Every country and culture has its jewelry-related myths and superstitions. For example, some cultures believe that wearing pearls on your wedding day brings sorrow and misfortune to your marriage. While many people continue to practice this superstition, it is, in fact, just a myth. If you are looking for your next piece of fine jewelry, do not let these common jewelry myths everyone needs to know stop you.
Nothing can Destroy a Diamond
Diamonds place at the top on the Mohs Hardness Scale at a 10, but that does not mean they are indestructible. In fact, they can chip or crack due to cleavage planes or planes of relative weakness in the structure of the diamond.
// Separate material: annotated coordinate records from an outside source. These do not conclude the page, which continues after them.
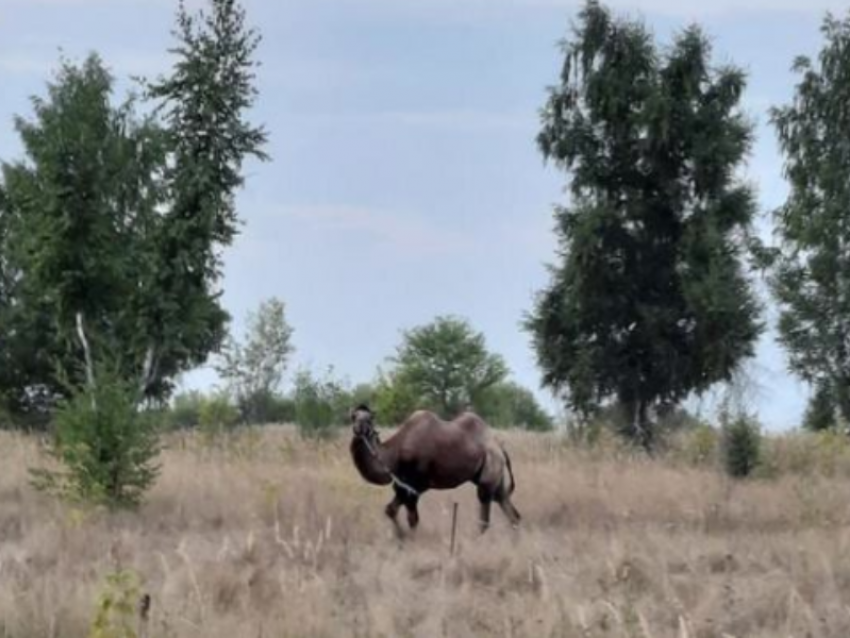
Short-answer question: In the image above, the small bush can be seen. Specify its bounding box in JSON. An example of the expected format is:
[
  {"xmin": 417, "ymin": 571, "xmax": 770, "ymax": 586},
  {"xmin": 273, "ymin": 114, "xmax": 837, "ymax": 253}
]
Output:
[
  {"xmin": 89, "ymin": 570, "xmax": 139, "ymax": 638},
  {"xmin": 33, "ymin": 368, "xmax": 159, "ymax": 508},
  {"xmin": 265, "ymin": 395, "xmax": 296, "ymax": 423},
  {"xmin": 721, "ymin": 414, "xmax": 761, "ymax": 478},
  {"xmin": 293, "ymin": 371, "xmax": 350, "ymax": 438},
  {"xmin": 198, "ymin": 392, "xmax": 239, "ymax": 436},
  {"xmin": 168, "ymin": 390, "xmax": 204, "ymax": 429},
  {"xmin": 667, "ymin": 423, "xmax": 720, "ymax": 466},
  {"xmin": 369, "ymin": 374, "xmax": 418, "ymax": 426}
]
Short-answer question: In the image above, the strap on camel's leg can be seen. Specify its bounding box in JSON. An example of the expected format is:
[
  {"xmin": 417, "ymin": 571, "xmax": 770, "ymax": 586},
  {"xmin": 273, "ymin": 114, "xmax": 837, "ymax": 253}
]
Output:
[{"xmin": 384, "ymin": 492, "xmax": 404, "ymax": 538}]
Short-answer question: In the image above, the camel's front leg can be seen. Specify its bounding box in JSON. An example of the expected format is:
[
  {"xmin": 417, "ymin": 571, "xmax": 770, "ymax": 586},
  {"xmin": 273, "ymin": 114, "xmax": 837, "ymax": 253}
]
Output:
[
  {"xmin": 384, "ymin": 493, "xmax": 404, "ymax": 538},
  {"xmin": 404, "ymin": 496, "xmax": 419, "ymax": 531}
]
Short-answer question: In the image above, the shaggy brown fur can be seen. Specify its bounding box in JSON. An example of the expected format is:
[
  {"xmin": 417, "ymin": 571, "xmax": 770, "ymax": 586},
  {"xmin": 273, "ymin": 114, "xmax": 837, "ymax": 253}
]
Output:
[{"xmin": 351, "ymin": 405, "xmax": 520, "ymax": 535}]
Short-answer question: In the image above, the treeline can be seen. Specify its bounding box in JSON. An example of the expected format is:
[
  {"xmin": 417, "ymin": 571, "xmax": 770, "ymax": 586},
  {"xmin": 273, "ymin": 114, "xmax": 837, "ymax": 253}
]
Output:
[
  {"xmin": 0, "ymin": 0, "xmax": 850, "ymax": 505},
  {"xmin": 526, "ymin": 1, "xmax": 850, "ymax": 449},
  {"xmin": 164, "ymin": 298, "xmax": 552, "ymax": 436}
]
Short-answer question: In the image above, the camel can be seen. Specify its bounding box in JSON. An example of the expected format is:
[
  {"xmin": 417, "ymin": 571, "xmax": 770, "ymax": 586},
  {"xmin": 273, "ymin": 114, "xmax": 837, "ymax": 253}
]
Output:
[{"xmin": 344, "ymin": 405, "xmax": 521, "ymax": 538}]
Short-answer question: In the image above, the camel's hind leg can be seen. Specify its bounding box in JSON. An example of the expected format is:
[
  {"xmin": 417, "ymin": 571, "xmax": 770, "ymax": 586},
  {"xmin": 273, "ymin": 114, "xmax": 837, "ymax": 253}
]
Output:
[
  {"xmin": 496, "ymin": 494, "xmax": 522, "ymax": 528},
  {"xmin": 478, "ymin": 485, "xmax": 493, "ymax": 534},
  {"xmin": 404, "ymin": 494, "xmax": 419, "ymax": 532}
]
It takes a blow with significant force heading in the right direction, but it is still possible and common. Here is a fun fact: rubies and sapphires, which rank lower on the Mohs Scale, have fewer chances of chipping compared to diamonds.
Variety Colors of Gold
If you are familiar with gold, you may have noticed that it comes in a variety of colors: white gold, rose gold and more. All these colors make people believe that gold comes in many colors. However, it is not true. In fact, gold naturally comes in one color: yellow. The other colors you see are other metals like iron, aluminum, silver, platinum, etc. mixed with gold.
Opals are Bad Luck
We are here to let you know that opals are not bad luck. If you own or wear an opal, we are happy to inform you that nothing horrible will happen, and anything bad that does occur is just coincidental. In the Victorian era, opal mining was a British industry. A British rival, the French, created the myth in hopes of damaging British trade and business. So please, if you have any opal pieces, wear them with pride and confidence.
Biting Into Gold
For hundreds of years, many people believed that you could tell if a gem was real gold is if you bit into it, and it left a dent. Since teeth are harder than gold, they can cause this metal to dent. However, many other gems and metals are just as soft or softer than gold and can dent when bitten into. There have been many cases where people masked lead as gold pieces. If you have any doubts about your gold, it is always best to get it verified by a professional and well-known jewelry store.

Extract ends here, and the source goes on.